In my VENI project, I have studied the interaction between biperiden and other medication such as citalopram (a selective serotonin re-uptake inhibitor) and rivastigmine (a cholinesterase inhibitor). Also the interaction between acute tryptophan depletion, which decreases serotonin turnover in the brain, and biperiden was examined. And finally, we combined citalopram and rivastigmine in one study. Generally, we found that there is no interaction between acetylcholine and serotonin treatments on the behavioural level (see figure above).
About a year ago, we (Jos Prickaerts as PI, Arjan Blokland, Frans Verhey, and me) received a grant by ZonMW/NWO to study the effects of PDE4 inhibition on memory in young and elderly participants. By inhibiting PDE4, inactivation of some second messengers is prevented, leading to enhanced signal transduction.

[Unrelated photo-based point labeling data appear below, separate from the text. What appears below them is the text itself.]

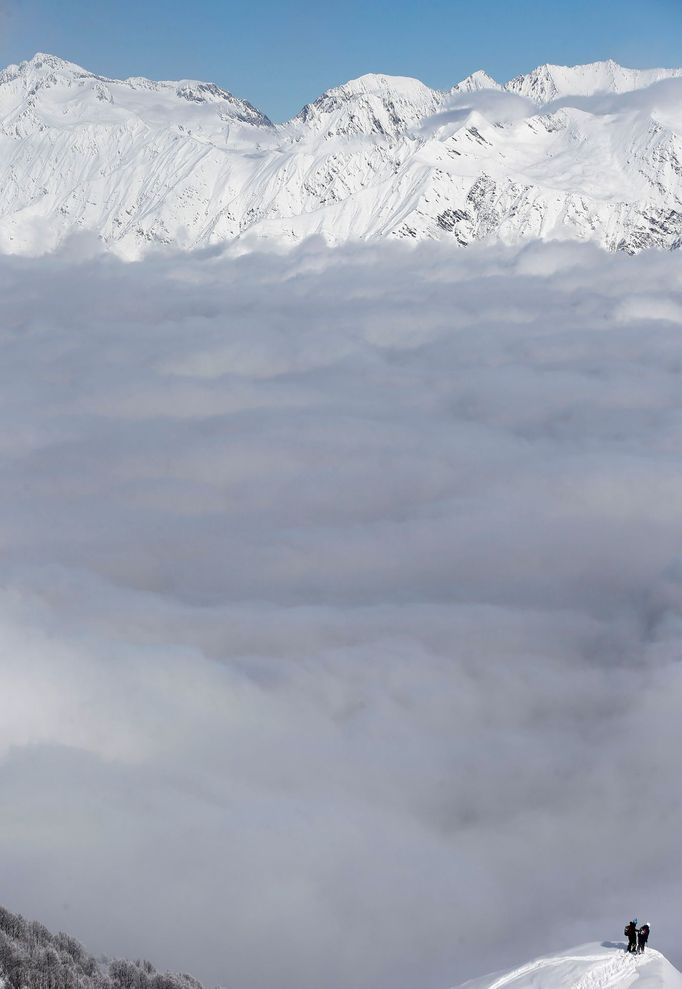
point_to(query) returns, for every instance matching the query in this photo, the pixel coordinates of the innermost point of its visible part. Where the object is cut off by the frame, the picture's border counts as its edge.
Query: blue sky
(279, 55)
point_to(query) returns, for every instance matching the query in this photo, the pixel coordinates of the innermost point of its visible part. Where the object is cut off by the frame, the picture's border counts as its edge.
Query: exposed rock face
(589, 152)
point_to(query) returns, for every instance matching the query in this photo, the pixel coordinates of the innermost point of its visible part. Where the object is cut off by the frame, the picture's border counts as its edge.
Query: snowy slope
(552, 82)
(186, 164)
(591, 966)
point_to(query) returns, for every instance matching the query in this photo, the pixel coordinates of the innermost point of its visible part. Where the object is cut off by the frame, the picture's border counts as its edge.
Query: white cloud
(341, 611)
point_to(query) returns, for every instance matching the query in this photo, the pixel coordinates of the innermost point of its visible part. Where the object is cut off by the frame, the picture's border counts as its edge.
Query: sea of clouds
(340, 607)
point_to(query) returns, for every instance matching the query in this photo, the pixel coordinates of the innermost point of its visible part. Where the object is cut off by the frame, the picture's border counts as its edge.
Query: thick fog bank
(340, 607)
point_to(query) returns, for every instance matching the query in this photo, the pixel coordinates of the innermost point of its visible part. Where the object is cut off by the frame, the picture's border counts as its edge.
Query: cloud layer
(340, 607)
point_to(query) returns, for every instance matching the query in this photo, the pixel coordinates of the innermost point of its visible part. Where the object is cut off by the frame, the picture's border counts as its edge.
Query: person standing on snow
(642, 937)
(631, 934)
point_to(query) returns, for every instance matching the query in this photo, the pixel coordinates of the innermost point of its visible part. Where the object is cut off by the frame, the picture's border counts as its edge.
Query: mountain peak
(550, 82)
(598, 964)
(371, 104)
(476, 81)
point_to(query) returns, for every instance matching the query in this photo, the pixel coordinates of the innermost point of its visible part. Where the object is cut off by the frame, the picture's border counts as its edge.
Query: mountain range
(591, 153)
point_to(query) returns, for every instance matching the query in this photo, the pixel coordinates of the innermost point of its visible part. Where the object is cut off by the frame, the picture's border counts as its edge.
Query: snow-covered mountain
(590, 152)
(591, 966)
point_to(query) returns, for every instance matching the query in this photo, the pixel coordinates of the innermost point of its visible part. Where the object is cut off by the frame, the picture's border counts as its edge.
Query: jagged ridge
(186, 164)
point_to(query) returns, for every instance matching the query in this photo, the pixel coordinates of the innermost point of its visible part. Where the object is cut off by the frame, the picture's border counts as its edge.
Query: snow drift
(591, 966)
(589, 152)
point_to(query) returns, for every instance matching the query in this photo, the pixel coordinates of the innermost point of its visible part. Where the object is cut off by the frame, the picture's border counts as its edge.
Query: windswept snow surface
(591, 966)
(590, 152)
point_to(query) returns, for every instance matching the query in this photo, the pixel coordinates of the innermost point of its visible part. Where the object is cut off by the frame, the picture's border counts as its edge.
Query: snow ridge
(186, 164)
(590, 966)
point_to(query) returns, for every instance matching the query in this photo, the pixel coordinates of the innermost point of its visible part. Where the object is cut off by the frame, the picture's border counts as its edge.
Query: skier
(631, 934)
(642, 937)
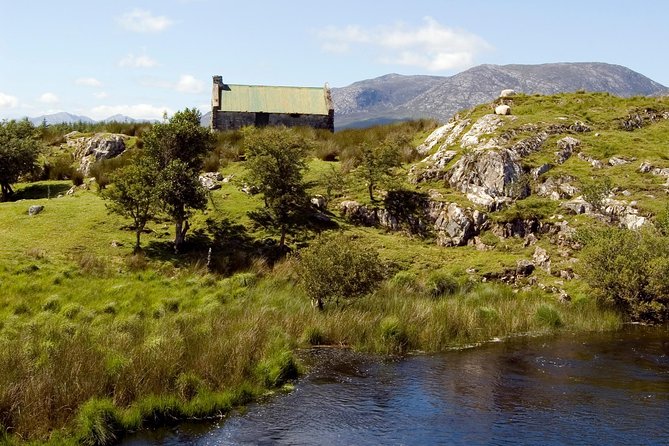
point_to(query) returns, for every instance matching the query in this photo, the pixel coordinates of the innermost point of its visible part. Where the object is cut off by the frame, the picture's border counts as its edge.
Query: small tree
(275, 165)
(19, 148)
(377, 164)
(134, 195)
(336, 267)
(177, 148)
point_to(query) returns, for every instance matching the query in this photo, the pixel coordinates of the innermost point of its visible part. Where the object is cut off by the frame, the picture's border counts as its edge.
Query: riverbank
(87, 357)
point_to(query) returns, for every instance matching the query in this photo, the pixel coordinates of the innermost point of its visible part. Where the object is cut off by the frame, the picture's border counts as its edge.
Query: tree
(177, 148)
(377, 164)
(19, 148)
(275, 165)
(336, 267)
(133, 195)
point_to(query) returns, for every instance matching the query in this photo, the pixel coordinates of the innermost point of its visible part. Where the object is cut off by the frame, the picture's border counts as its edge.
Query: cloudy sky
(141, 58)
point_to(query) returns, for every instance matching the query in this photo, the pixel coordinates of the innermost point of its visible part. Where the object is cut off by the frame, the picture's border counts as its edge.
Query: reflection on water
(598, 389)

Animal research has shown that PDE4 inhibition improves memory and we are going to determine whether the effects are the same in humans.
Finally, the effects of remifentanil, a mu-opioid receptor agonist, are studied in collaboration with Sinikka Munte, Seppo Kahkonen, and Eija Kalso from Helsinki University Central Hospital and Conny Quaedflieg from Maastricht University. With this research group, we also determine the memory impairments found in chronic pain patients. We found that remifentanil affects the mismatch negativity, which reflects sensory memory processes. We are still recruiting participants for our chronic pain project.